Spruce (Dendroctonus rufipennis) and Douglas-fir (Dendroctonus pseudotsugae) beetles
These two beetles are from the same Dendroctonus family as the mountain pine beetle, but affect different tree species. Spruce beetle outbreaks appear episodically in the century-long stand history of spruce-dominated regions, with the most recent one from 1990-2000 occurring on the Kenai Peninsula of Alaska, and the Bowron Lakes area of British Columbia. Given the relationship between beetle attack and air temperature, studies suggest these outbreaks may increase with warming climate. Outbreaks of Douglas-fir beetle also occur episodically, with the most recent happening in Washington right now. These beetles thrive in areas that have recently been affected by wildfire or blowdown – so with increasing wildfire incidence and extreme weather events leading to treefall, Douglas-fir beetle may continue to thrive.
Ips – also called the pine engraver or engraver beetle – is prevalent in pine and spruce forests of the western Cordillera, and has many different subspecies that specialize in which trees they attack (spruce, pinon pine, lodgepole, limber pine, etc.). It looks a lot like the pine beetle, but with a dent in its bum. Ips will attack drought-stressed trees, but is also drawn to newly cut ones. Ips infestations are not as aggressive as Dendroctonus infestations, and are of more limited spatial extent and severity.
Budworm (Choristoneura spp.)
This one is a killer of spruce and Douglas-fir, from the West to the East coasts of Canada and up into the Territories and Alaska. Episodic outbreaks of budworm have been linked to weather conditions – namely winters with below average precipitation followed by early springs with average air temperature.
So why do we care about all these bugs? Our forests are affected by pests – and have been cyclically for at least the past century. But recent – and predicted – changes in climate can significantly alter the recurrence interval of infestation, and the resulting severity and extent. For example, pine beetle populations exploded partially as a result of warmer winters that failed to kill larvae overwintering beneath tree bark. Now, warmer summer temperatures are allowing them to breed twice as fast. Increased air temperatures are also implicated in spruce and Douglas-fir beetle outbreaks, and indirectly with Ips, which is attracted to drought stressed trees. Given the variety of tree species affected, the spatial range of each of these species, and the likelihood of enhanced climatic changes – we can expect more insect attacks in the coming years.

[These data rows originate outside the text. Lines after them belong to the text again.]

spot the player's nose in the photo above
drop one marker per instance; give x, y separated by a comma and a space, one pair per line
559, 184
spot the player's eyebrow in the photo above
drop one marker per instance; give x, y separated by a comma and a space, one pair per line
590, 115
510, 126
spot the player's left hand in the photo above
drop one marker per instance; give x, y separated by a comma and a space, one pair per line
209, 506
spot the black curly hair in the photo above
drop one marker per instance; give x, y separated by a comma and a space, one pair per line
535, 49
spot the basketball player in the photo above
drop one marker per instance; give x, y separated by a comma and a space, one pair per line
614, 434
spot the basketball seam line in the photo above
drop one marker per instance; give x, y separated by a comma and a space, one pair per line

This will have implications for everything from hydrology to land surface albedo. Snowmelt-dominated headwater basins that feed downstream systems are likely to see major hydrologic effects. If large areas of forest are affected by these types of pests – similar to the large area of BC now in the grey stage of mountain pine beetle attack – the surface albedo can increase with subsequent cooling effects on the overlying atmosphere.
It’s an excellent reminder of the interconnections between environmental systems, in this case forests, water, and atmosphere, and the cascading effects of change in just one small part of this system.